FOMS 2012 Recap: Here Come The Text Tracks!

Sep 6, 2012


FOMS (Foundations of Open Media Software) is an annual unconference for media engineers, known for its attitude of getting things done. This year’s edition – held in Paris, France – again had a great mix of attendees representing codec manufacturers, media frameworks, web browsers and video players.

Text Tracks

On the web browser side, the biggest topic was the implementation ofand WebVTT. These can be used to add interactivity and accessibility to video elements. See our previous blog post on text tracks for more info.

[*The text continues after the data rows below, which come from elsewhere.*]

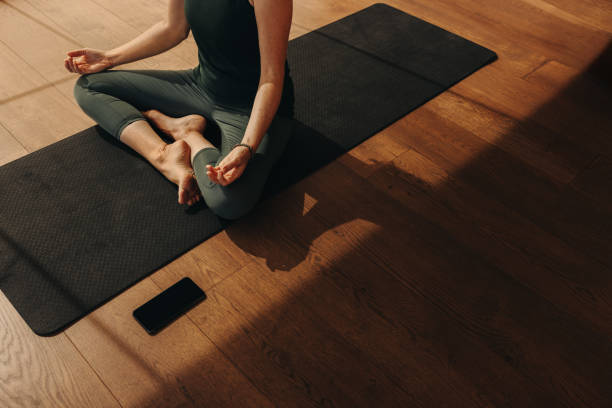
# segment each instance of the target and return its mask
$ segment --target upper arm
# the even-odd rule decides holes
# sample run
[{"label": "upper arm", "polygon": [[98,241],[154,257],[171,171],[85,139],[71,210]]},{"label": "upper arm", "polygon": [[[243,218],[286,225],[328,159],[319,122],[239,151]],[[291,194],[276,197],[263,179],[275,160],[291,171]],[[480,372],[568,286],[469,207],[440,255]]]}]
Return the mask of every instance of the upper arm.
[{"label": "upper arm", "polygon": [[168,0],[168,16],[166,17],[168,29],[180,33],[184,37],[189,35],[189,23],[185,17],[184,0]]},{"label": "upper arm", "polygon": [[[247,0],[244,0],[247,1]],[[282,83],[293,14],[293,0],[254,0],[261,81]]]}]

At FOMS, both Opera and Chrome demoed working text track implementations. For Opera, this functionality will probably ship with version 12.5, while Chrome users have to wait until version 23. Safari 6 and Internet Explorer 10 will havesupport too, but Firefox is not actively working on it.

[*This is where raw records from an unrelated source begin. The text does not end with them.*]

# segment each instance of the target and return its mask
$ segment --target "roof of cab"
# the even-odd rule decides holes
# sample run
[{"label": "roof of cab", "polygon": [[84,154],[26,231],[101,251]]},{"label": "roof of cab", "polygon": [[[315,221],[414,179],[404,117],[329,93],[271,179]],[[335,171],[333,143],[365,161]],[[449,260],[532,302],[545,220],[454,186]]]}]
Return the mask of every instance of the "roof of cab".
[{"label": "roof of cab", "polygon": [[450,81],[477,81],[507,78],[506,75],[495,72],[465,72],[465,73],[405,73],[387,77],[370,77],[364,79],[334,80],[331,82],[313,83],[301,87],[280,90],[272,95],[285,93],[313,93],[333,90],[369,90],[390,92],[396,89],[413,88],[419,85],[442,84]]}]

Despite all the progress and working implementations, the WebVTT specification is not yet done. Current outstanding issues are the implementation of roll-up captions (for live broadcasting, like this example) and the ability to store CSS in WebVTT – for players like VLC or Flash, who cannot access the webpage. Both items were heavily discussed during the workshop and proposals for implementation were filed with W3C.

Beyond Captions

Though captions in themselves are great, HTML5 Text Tracks can do a lot more. At FOMS, we saw several demos to show applications of WebVTT beyond captions. The demos we presented are listed below.

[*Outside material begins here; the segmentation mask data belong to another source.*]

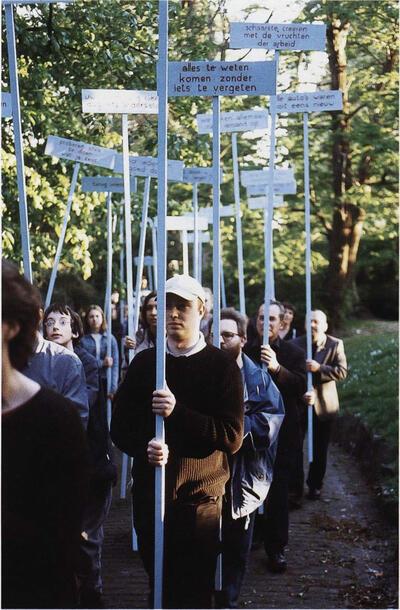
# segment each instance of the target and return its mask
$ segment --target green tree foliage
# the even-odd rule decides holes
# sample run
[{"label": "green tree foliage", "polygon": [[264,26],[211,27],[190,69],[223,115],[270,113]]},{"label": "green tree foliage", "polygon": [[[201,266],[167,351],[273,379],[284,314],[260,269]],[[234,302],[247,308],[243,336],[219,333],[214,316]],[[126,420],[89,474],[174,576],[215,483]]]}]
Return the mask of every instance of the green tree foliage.
[{"label": "green tree foliage", "polygon": [[[156,88],[158,2],[126,0],[77,1],[72,5],[30,6],[16,15],[19,82],[27,174],[31,250],[35,279],[47,287],[72,176],[72,162],[43,155],[48,135],[54,134],[122,150],[121,119],[117,116],[82,115],[82,88]],[[396,272],[397,206],[397,10],[394,2],[311,2],[299,18],[321,20],[346,28],[348,103],[344,113],[310,117],[312,185],[313,300],[325,306],[327,275],[332,258],[334,211],[348,201],[365,213],[364,233],[358,253],[357,274],[347,287],[349,304],[358,301],[376,313],[374,295],[384,291],[389,300]],[[251,20],[251,17],[250,17]],[[4,23],[4,22],[3,22]],[[335,27],[336,27],[335,26]],[[3,28],[5,26],[3,25]],[[223,0],[170,2],[171,60],[225,58],[228,23]],[[216,33],[220,33],[219,37]],[[221,36],[222,33],[222,36]],[[246,52],[243,52],[243,57]],[[2,86],[7,89],[7,52],[3,32]],[[283,54],[280,71],[290,75],[287,90],[295,90],[299,70],[309,53]],[[331,88],[327,68],[319,86]],[[222,98],[222,110],[265,108],[266,98]],[[196,114],[210,112],[208,98],[170,100],[168,155],[188,166],[211,163],[211,137],[199,136]],[[334,147],[341,121],[346,121],[348,143],[343,196],[335,191]],[[21,259],[16,169],[12,123],[3,121],[3,252]],[[267,141],[238,137],[241,169],[265,165]],[[278,131],[278,164],[295,165],[298,194],[288,196],[288,206],[275,211],[274,232],[277,296],[304,305],[304,203],[301,117],[281,117]],[[130,148],[141,155],[157,154],[157,119],[130,116]],[[221,137],[224,171],[221,200],[233,202],[230,134]],[[80,175],[107,173],[82,167]],[[156,183],[156,181],[153,181]],[[137,252],[141,193],[133,197],[133,249]],[[242,190],[242,201],[245,192]],[[191,209],[189,185],[170,185],[169,213]],[[210,205],[211,187],[201,185],[200,205]],[[118,201],[118,197],[115,197]],[[150,215],[156,214],[156,184],[151,190]],[[61,271],[67,278],[88,280],[100,295],[104,288],[106,210],[103,195],[76,192]],[[223,221],[222,237],[226,287],[230,304],[238,304],[236,243],[232,220]],[[248,311],[262,299],[264,286],[263,218],[243,205],[245,283]],[[169,258],[180,259],[179,236],[170,235]],[[148,244],[149,247],[150,244]],[[204,281],[211,285],[211,248],[205,247]],[[149,249],[148,249],[149,252]],[[114,275],[118,275],[115,256]],[[57,285],[56,285],[57,286]],[[68,281],[63,284],[67,289]],[[61,285],[60,285],[61,289]],[[63,296],[64,296],[63,292]],[[92,294],[92,293],[90,293]],[[356,298],[357,297],[357,298]],[[75,297],[74,297],[75,298]],[[79,299],[78,299],[79,300]],[[343,304],[343,311],[347,307]],[[334,303],[333,303],[334,304]],[[393,315],[387,311],[386,315]]]}]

Note: you need a browser with text track support to see the demos:

  • Preview Thumbs: these thumbnails, known from Hulu and YouTube, pop-up when hovering the seek bar. The thumbs are implemented using a JPG sprite and a WebVTT file that links to the individual thumbs with an xywh fragment query.
  • Chapter Markers: this demo prints chapter markers on an alternative seek bar for the video. When clicking a marker, the browser seeks to the start of that chapter.
  • Slide Syncing: in this demo, related artworks are displayed for certain ranges of the video. This kind of video-page interaction, now easily implemented, has many applications (PowerPoint presentations, sports statistics, etc).
  • Timeline Search: this demo allows you to search the text tracks of a video to retrieve in-video search results. Widespread use of WebVTT will likely lead to search engines applying this trick on a much larger scale.

Other Developments

Another interesting subject at FOMS was the implementation of adaptive streaming in JavaScript. A team of Chrome engineers presented a new demo of the Media Source API, which allows the appending of arbitrary chunks of video to an already playing stream. As we noted in our HTML5 progress update last year, web developers can use this API to create adaptive streaming applications, using fMP4 or WebM video fragments (TS may be coming too, for anyone interested in building HLS support in HTML5). The API can be enabled in Chrome 23 using chrome://flags.

Many other interesting developments, like the new OPUS audio codec and EME content protection scheme, were covered. The FOMS website contains the detailed notes for all of our sessions. In summary, it became clear at FOMS 2012 that so much is going on in the open media scene, and many great tools are yet to come.